“I don’t give a hoot what anyone says, it ain’t spring until the worms rise or the smelts start to run,” old Manny used to say.

The neighbourhood loafabout, who seemed to have nothing to do but fish, hunt and trap, made this observation when we asked if we could dig for bait in the manure pile back of his barn. We had skipped school on a late April afternoon to fish a nearby brook, ignoring the foot or so of snow and the ice that was still in. When we stopped for worms at Manny’s, he reminded us that we still had winter conditions. “Look around,” he said. “You gotta be crazy to go fishing when the weather’s like this.”

“But it’s spring and the fishing season’s open,” we protested.

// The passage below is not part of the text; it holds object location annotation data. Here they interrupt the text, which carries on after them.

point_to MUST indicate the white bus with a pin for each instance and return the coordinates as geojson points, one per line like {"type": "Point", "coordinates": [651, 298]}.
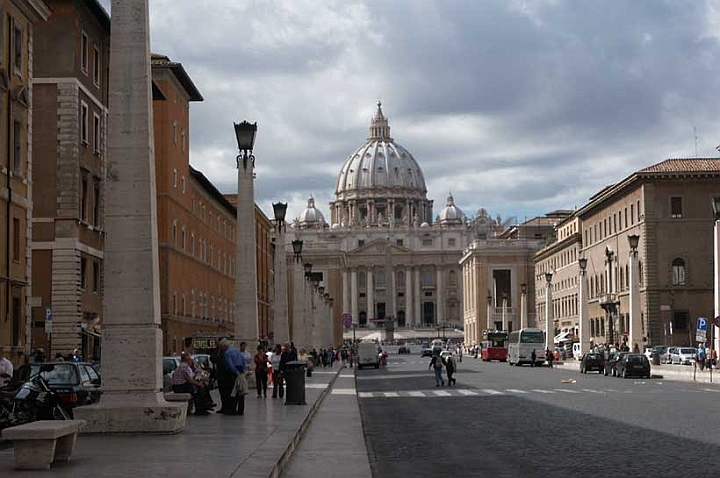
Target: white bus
{"type": "Point", "coordinates": [522, 342]}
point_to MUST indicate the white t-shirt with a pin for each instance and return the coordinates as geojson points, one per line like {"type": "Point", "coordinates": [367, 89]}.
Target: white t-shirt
{"type": "Point", "coordinates": [5, 367]}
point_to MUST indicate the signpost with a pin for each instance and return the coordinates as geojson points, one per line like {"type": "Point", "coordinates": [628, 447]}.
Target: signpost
{"type": "Point", "coordinates": [701, 330]}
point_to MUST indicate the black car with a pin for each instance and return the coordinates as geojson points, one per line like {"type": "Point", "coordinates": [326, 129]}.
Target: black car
{"type": "Point", "coordinates": [592, 362]}
{"type": "Point", "coordinates": [633, 365]}
{"type": "Point", "coordinates": [76, 383]}
{"type": "Point", "coordinates": [611, 362]}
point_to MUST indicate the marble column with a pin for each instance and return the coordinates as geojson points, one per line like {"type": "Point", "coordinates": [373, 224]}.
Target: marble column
{"type": "Point", "coordinates": [635, 332]}
{"type": "Point", "coordinates": [417, 295]}
{"type": "Point", "coordinates": [370, 293]}
{"type": "Point", "coordinates": [132, 399]}
{"type": "Point", "coordinates": [440, 289]}
{"type": "Point", "coordinates": [353, 295]}
{"type": "Point", "coordinates": [281, 329]}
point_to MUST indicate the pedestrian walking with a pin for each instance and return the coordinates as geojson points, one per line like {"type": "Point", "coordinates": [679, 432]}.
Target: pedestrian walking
{"type": "Point", "coordinates": [436, 365]}
{"type": "Point", "coordinates": [261, 367]}
{"type": "Point", "coordinates": [237, 366]}
{"type": "Point", "coordinates": [450, 367]}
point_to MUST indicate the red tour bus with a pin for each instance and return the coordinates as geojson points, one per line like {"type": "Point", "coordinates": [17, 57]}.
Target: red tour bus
{"type": "Point", "coordinates": [494, 345]}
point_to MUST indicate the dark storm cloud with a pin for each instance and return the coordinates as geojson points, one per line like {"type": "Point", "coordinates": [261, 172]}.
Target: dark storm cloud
{"type": "Point", "coordinates": [518, 106]}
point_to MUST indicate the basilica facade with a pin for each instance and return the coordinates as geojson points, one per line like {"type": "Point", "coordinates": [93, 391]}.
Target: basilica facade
{"type": "Point", "coordinates": [382, 255]}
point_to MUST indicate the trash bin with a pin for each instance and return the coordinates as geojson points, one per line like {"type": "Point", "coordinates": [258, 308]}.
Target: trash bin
{"type": "Point", "coordinates": [294, 374]}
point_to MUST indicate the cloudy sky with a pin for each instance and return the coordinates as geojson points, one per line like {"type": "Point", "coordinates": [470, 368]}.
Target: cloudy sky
{"type": "Point", "coordinates": [520, 107]}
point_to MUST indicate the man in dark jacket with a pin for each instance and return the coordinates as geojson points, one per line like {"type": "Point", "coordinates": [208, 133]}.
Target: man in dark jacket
{"type": "Point", "coordinates": [225, 378]}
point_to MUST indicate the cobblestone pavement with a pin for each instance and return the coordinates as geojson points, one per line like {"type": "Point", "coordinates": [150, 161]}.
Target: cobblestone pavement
{"type": "Point", "coordinates": [527, 422]}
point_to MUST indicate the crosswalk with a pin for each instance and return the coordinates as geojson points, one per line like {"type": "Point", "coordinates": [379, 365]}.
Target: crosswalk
{"type": "Point", "coordinates": [489, 392]}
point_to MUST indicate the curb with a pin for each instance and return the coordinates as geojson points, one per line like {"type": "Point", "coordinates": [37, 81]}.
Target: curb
{"type": "Point", "coordinates": [279, 466]}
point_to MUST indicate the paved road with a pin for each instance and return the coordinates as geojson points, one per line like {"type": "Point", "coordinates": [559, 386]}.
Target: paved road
{"type": "Point", "coordinates": [521, 422]}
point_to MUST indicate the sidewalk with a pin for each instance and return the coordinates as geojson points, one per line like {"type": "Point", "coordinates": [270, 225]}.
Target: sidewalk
{"type": "Point", "coordinates": [258, 444]}
{"type": "Point", "coordinates": [334, 444]}
{"type": "Point", "coordinates": [667, 372]}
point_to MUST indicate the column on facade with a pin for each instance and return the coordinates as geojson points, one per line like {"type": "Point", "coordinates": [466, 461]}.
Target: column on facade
{"type": "Point", "coordinates": [370, 293]}
{"type": "Point", "coordinates": [635, 332]}
{"type": "Point", "coordinates": [440, 288]}
{"type": "Point", "coordinates": [417, 294]}
{"type": "Point", "coordinates": [353, 295]}
{"type": "Point", "coordinates": [409, 294]}
{"type": "Point", "coordinates": [131, 402]}
{"type": "Point", "coordinates": [346, 292]}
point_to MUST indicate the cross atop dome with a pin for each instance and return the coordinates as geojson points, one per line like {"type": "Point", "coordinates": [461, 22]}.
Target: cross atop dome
{"type": "Point", "coordinates": [379, 128]}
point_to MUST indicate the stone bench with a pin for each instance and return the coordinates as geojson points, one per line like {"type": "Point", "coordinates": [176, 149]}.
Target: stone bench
{"type": "Point", "coordinates": [38, 444]}
{"type": "Point", "coordinates": [180, 397]}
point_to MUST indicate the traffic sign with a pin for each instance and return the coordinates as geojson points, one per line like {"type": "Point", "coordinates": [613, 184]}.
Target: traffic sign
{"type": "Point", "coordinates": [701, 330]}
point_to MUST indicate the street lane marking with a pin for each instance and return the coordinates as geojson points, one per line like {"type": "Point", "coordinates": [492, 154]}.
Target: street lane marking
{"type": "Point", "coordinates": [467, 392]}
{"type": "Point", "coordinates": [490, 391]}
{"type": "Point", "coordinates": [343, 391]}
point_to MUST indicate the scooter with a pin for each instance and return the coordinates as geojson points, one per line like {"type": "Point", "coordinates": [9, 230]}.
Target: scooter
{"type": "Point", "coordinates": [33, 401]}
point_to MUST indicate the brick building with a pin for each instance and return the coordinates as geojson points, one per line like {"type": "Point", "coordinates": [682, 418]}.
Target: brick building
{"type": "Point", "coordinates": [71, 96]}
{"type": "Point", "coordinates": [19, 23]}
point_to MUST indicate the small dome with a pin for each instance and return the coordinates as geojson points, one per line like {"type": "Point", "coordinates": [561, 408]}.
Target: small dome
{"type": "Point", "coordinates": [451, 215]}
{"type": "Point", "coordinates": [311, 217]}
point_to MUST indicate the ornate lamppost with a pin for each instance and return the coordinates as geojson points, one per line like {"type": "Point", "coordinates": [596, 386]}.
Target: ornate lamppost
{"type": "Point", "coordinates": [246, 310]}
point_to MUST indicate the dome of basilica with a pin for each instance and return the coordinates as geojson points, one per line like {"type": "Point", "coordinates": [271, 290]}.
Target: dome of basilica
{"type": "Point", "coordinates": [451, 215]}
{"type": "Point", "coordinates": [311, 217]}
{"type": "Point", "coordinates": [380, 168]}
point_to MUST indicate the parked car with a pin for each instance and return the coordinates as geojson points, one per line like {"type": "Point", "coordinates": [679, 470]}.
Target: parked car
{"type": "Point", "coordinates": [611, 363]}
{"type": "Point", "coordinates": [76, 383]}
{"type": "Point", "coordinates": [633, 365]}
{"type": "Point", "coordinates": [592, 361]}
{"type": "Point", "coordinates": [683, 355]}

This was when Manny repeated his famous observation about worms rising and smelts running. Manny had been telling people this for years and since he caught more fish, bagged more game and trapped more muskrats than most people it was taken as the gospel. Most of the old-timers in the neighbourhood gauged their outdoor activities by what Manny said or did. “Check with me after the first full moon in April ” he would say when asked about spring fishing. “Huntin’ won’t be good until the pople leaves turn,” was another of his observations.

Manny has been gone for some 40 years but I still remember the method he used to predict that sure harbinger of spring, the smelt run. Manny insisted that it “weren’t true spring” until the smelts arrived. And, he said, the smelts wouldn’t run until the occurrence of that once-a-year event he called the “smelt snow.”

Now as we all know, between the time spring officially arrives and the smelts make their annual spawning run, there could be a dozen or more falls of snow. How anyone could single out a particular snowfall and determine that it was the smelt snow was puzzling. As for it not being “true spring” until the smelts were in, now that made a bit more sense. It’s a rural belief the smelts don’t start the spawning run until the snow water is out of the rivers. And once the snows had melted and the runoff of snow water had ceased, spring had usually arrived.

This may have been the kind of logic Manny used when he talked about frost moons, worms coming up and smelt snows. It is an old folk belief, by the way, that the spring run of smelts is always foreshadowed by a smelt snow. Any old-timer who knows his moon phases, frost lore and the odd ways of earthworms, is aware of the role of the smelt snow in predicting runs of fish and the end of winter.

Once I asked old Manny how he could tell which snowfall was the smelt snow. He claimed that if it becomes “downright summery in late April and a warm rain is followed by a snowfall, that’s the smelt snow.” The calendar had nothing to do with it, he said. After the smelt snow you could smell spring in the air and the “winter smell” would be gone. And, he added, there could be more snowfalls after the smelt snow “but there was only one that brought the smelts up.”

I recall that Manny never went trout fishing until the smelts were in. Which in most springs makes sense since the longer winter lingers, the later the occurrence of the run. Nowadays many anglers ignore smelt snows and smelt runs and start fishing the day the season opens, even though wintry conditions still linger in the meadows. If he were around today to observe this early April madness, old Manny certainly wouldn’t approve of it.